For high school and college students and grads or ones who wants to leave their safe and secured jobs to  do what you do or create their own path into the entertainment business,  what advice you can give for them to act on today?

I want them to plan. Don’t do things on the wind. Think things out. Entrepreneurship has it’s perks, but a lot of people don’t realize how hard it is. When I mean plan, start saving if you haven’t already done so. Leverage their relationships. Especially if you are in high school of college, you have to barter. My first video show, I had it in college. The first head-shots I got was from someone who was a photography major. College is the best place to find help. I don’t like helping people if it is only helping me. Figure out what people you need on your team. See what skills you don’t have. I need people to get a website! People don’t have a website, I get so upset! Why don’t you have a website?! I don’t understand. Get a personal website. Your name dot com. They say they don’t know what to put on it. Put your picture of your face. [Have an] about page. Put services if you a have one and have a blog. I tell people do what you want o do in the future right now. It’s so hard to break into any workforce.  Even if you don’t work with social media, they still what to know your social media.

What you have to do to set yourself apart is to show people that you’ve been doing what they need you to do before you even reach out to them to do it. Whatever you are good at, you create content that communicates that. Even if you have a 9 to 5 or at school and you want to leave, you have something you can showcase yourself. Make all your social media handles the same. You don’t want to make it difficult for people to find you. The easiest if your name on the social media handles. Don’t be stiff on social media. Speak how you speak. Everybody is multi-layered. You don’t need two social media pages.  One for work or one for whatever. I need people to invest in their skill set.  I am not going to spend money on you if you not going to spend money on yourself. Invest in your skill set mean if you are into acting, take a acting class. All the things you need to do to build your presence, you have to make it happen. [I wondered what my face is flat on camera and it’s not like that in person. So, I found out who does Gabriel Union makeup, and Kelly Roland’s makeup]. I need someone to look like me. I don’t want nothing to do with people with chocolate people to teach me about makeup. I did a class with the makeup artist. It was an investment I thank every day.

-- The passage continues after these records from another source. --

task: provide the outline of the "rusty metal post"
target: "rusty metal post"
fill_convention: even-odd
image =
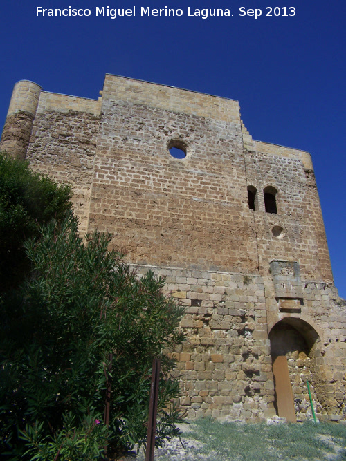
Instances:
[[[149,404],[148,431],[147,433],[147,449],[145,461],[154,461],[155,435],[156,433],[157,401],[158,397],[158,381],[160,378],[160,360],[154,359],[150,386],[150,401]]]
[[[106,403],[104,406],[104,424],[108,426],[109,424],[109,413],[111,408],[111,377],[113,361],[113,354],[111,352],[109,355],[108,370],[106,373]],[[107,444],[104,446],[104,454],[107,455]]]

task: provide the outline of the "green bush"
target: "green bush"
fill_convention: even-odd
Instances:
[[[167,351],[183,339],[183,309],[163,294],[164,279],[139,278],[109,251],[111,238],[95,233],[84,245],[70,214],[24,245],[31,276],[0,306],[0,444],[11,459],[94,459],[106,440],[112,455],[140,446],[154,357],[162,370],[156,444],[179,432]]]
[[[0,153],[0,293],[17,286],[28,270],[24,240],[37,235],[37,224],[61,219],[71,209],[71,196],[70,187]]]

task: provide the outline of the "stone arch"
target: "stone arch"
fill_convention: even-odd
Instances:
[[[268,336],[278,415],[295,421],[311,415],[307,380],[315,412],[325,413],[326,382],[320,366],[322,343],[317,331],[302,319],[285,317],[274,325]]]
[[[263,189],[264,207],[266,213],[277,214],[277,191],[273,186],[267,186]]]

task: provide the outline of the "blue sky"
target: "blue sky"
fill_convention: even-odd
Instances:
[[[236,99],[254,139],[312,155],[335,283],[346,297],[345,5],[337,0],[2,0],[0,124],[21,79],[96,99],[109,73]],[[96,7],[134,6],[135,17],[95,16]],[[91,15],[44,17],[37,16],[38,6],[90,9]],[[143,17],[142,6],[180,8],[183,15]],[[190,13],[229,9],[233,16],[203,19],[188,16],[188,7]],[[240,16],[241,7],[261,10],[262,15]],[[290,7],[295,15],[283,16],[293,15]]]

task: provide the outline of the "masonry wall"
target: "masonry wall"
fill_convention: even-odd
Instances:
[[[282,354],[298,419],[310,415],[307,379],[320,417],[344,418],[345,308],[309,154],[254,141],[237,101],[108,74],[100,94],[19,82],[0,148],[73,185],[82,233],[111,232],[140,275],[167,276],[186,306],[181,407],[190,418],[275,415]],[[277,214],[265,211],[266,187]]]

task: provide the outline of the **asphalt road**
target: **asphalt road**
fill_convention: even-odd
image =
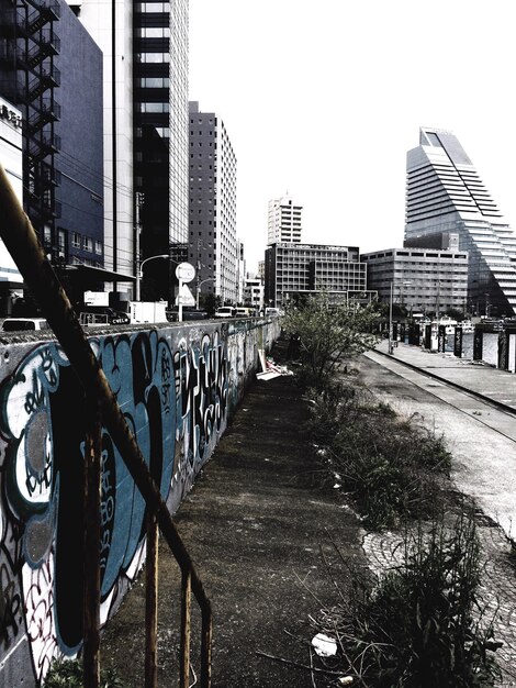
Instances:
[[[459,491],[516,540],[516,418],[374,352],[358,366],[378,397],[446,436]]]

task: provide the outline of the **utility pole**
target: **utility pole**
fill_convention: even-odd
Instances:
[[[141,256],[139,256],[139,234],[142,233],[142,222],[139,209],[144,204],[145,197],[141,191],[136,191],[136,208],[134,223],[134,274],[136,276],[134,297],[135,301],[141,300]]]

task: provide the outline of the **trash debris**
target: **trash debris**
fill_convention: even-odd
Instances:
[[[312,639],[312,646],[319,657],[333,657],[337,654],[337,641],[324,633],[317,633]],[[346,684],[345,684],[346,685]]]
[[[261,373],[257,373],[256,377],[259,380],[271,380],[274,377],[279,377],[280,375],[293,375],[292,370],[289,370],[287,366],[280,366],[274,363],[274,359],[270,356],[265,356],[265,352],[262,348],[258,351],[260,364],[261,364]]]

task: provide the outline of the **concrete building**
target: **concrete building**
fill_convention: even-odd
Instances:
[[[134,3],[134,179],[144,297],[170,301],[188,242],[188,2]],[[172,81],[171,81],[172,79]],[[173,82],[173,88],[170,84]]]
[[[411,313],[465,312],[468,253],[430,248],[388,248],[366,253],[368,289],[381,301],[404,306]]]
[[[24,123],[23,206],[76,301],[104,275],[102,54],[63,0],[0,0],[0,92]]]
[[[457,137],[422,127],[407,153],[404,244],[438,248],[450,233],[469,254],[468,310],[516,314],[516,235]]]
[[[85,0],[77,12],[104,56],[106,264],[133,276],[114,290],[134,296],[143,259],[169,255],[143,286],[171,301],[188,238],[188,1]]]
[[[103,56],[104,266],[134,278],[133,3],[74,0],[74,9]],[[106,285],[115,306],[132,289],[130,279]]]
[[[281,308],[294,295],[326,291],[335,301],[367,290],[366,265],[356,246],[277,243],[265,259],[265,304]]]
[[[20,202],[23,199],[22,113],[0,98],[0,163]],[[23,277],[0,238],[0,314],[8,315],[15,296],[23,293]]]
[[[224,122],[190,102],[189,262],[201,293],[238,301],[237,162]]]
[[[270,200],[267,243],[301,243],[302,210],[303,207],[295,203],[290,196]]]
[[[259,312],[263,308],[263,282],[259,277],[248,276],[244,284],[244,306]]]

Stop waiting for someone to give you that chance, that opportunity. Stop saying aspiring! Don’t say you are an aspiring writer and you’re doing it. You are a writer. Cut out aspiring or I will not take you seriously. Let people know how they can help you. Aside from telling me through your words, you need to tell me in all of your bios on social media. I need people to be intentional of the work you do and what you bring to the table. Whenever someone hires you, they what you to take them to the next level. Go to the interviews with ideas and just say ‘I like what you are doing.’ Work on your public speaking in all areas in your life. IF you not a good speaker, they acquaint that to your business.

I am working on a media training class to help people how to tell a good story, show your expertise, comfortable speaking on camera, how to get interviews, what it means to be camera ready, how they get paid speaking gigs, how to make original video content. I’m giving my personal tricks I give to people that knows me. You don’t want your fear of public speaking to stop you from getting you where you need to go.